Beck, Jones, and race

Beck, Jones, and race

Blog ››› ››› JOHN V. SANTORE

Over the past two weeks, Glenn Beck has waged a relentless assault on Van Jones, President Obama's green jobs czar. Beck's attacks and vitriol have become especially pronounced since Color of Change, the African-American issues organization Jones co-founded in 2005 (he left in 2007 to pursue other projects), began a highly successful boycott campaign that has resulted in 57 advertisers dropping Beck's program in just a matter of weeks.

But the content of Beck's case against Jones belies something deeper. For example, Beck has emphasized that Jones sported a Black Panther patch on his book bag when he arrived at Yale Law School, and has reduced some of his past civil rights work to nothing more than campaigns designed to free Mumia Abu-Jamal and his (exaggerated) participation in the Los Angeles riots after the Rodney King verdict. (Just watch his August 24 biography of Jones to see proof of that.) While Jones' past is undoubtedly steeped in African-American issues, he was brought into the Obama administration to focus on green jobs -- pure and simple. And yet, for Beck, the focus is always directly or indirectly on Jones' race.

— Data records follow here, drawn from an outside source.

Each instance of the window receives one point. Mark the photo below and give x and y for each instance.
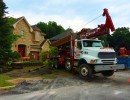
(37, 36)
(22, 34)
(79, 45)
(92, 44)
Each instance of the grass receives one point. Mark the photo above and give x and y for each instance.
(3, 80)
(24, 73)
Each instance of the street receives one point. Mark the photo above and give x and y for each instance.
(116, 87)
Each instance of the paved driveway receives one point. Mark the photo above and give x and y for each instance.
(116, 87)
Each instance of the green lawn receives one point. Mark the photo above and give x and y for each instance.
(3, 80)
(29, 72)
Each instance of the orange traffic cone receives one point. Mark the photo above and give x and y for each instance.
(129, 80)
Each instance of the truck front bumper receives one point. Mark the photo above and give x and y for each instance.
(99, 68)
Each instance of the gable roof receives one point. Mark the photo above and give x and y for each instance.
(44, 41)
(22, 18)
(61, 35)
(35, 28)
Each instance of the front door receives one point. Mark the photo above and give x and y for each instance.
(21, 50)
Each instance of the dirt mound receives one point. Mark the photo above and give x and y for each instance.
(35, 85)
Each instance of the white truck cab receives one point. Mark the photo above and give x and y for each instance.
(89, 54)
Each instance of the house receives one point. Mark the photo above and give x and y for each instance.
(31, 40)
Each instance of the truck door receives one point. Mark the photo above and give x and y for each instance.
(78, 47)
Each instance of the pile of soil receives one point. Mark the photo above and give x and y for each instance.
(35, 85)
(37, 71)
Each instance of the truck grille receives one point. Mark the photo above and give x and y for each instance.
(106, 55)
(108, 61)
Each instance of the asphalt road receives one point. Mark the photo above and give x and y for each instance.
(116, 87)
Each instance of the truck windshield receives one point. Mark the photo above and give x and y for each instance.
(87, 43)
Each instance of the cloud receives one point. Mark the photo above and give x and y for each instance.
(70, 13)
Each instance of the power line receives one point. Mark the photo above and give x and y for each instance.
(90, 21)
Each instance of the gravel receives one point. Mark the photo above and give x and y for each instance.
(119, 79)
(35, 85)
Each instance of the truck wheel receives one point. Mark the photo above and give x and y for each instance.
(85, 71)
(68, 65)
(108, 73)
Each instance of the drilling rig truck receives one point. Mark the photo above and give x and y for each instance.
(85, 53)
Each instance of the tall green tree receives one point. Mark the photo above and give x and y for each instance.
(120, 37)
(51, 28)
(6, 36)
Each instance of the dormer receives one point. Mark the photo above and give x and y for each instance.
(38, 35)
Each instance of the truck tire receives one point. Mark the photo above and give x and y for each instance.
(108, 73)
(68, 65)
(85, 71)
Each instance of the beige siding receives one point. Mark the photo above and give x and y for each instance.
(45, 47)
(29, 38)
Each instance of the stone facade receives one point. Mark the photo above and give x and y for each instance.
(31, 40)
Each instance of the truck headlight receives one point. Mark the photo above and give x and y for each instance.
(93, 60)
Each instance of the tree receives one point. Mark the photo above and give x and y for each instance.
(50, 29)
(6, 36)
(120, 37)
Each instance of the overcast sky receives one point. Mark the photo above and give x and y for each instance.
(71, 13)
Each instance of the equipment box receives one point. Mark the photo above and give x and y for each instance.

This is entirely consistent with Beck's mindset. Beck is obsessed with race and seems deeply uncomfortable with minority Americans in general, especially those in positions of power. In February, he pushed the idea that Mexican immigrants want to "reclaim" California and Texas. In May, he called Sonia Sotomayor a "racist" on at least three separate occasions, adding that she is "divisive" and "not that bright." He also once dismissively referred to her as "Hispanic chick lady" in an effort to belittle her credentials and portray her as a pure affirmative action pick. (In case you were wondering, affirmative action also qualifies as racism in Beck's book.)

Revealingly, Beck is convinced that ACORN, the activist organization that focuses on minority issues, is seeking to overturn American society as we know it.

Regarding Obama, he has had immense difficulty seeing past the president's skin. He said Obama was elected because of race instead of his policies. He has portrayed the Democratic health care reform effort as "the beginning of reparations." And he has said that Obama plans to "settle old racial scores through new social justice." So it should have come as no surprise when Beck, who believes it is actually Obama, not himself, who "has real issues with race," said the president had "exposed himself as a guy" with "a deep-seated hatred for white people." The next day, he said, "I think the president is a racist." The Color of Change boycott started soon afterward.

It seems clear that to Glenn Beck, individuals like Barack Obama and Van Jones are African-American before they are anything else. And for him, that appears to be a major cause for concern.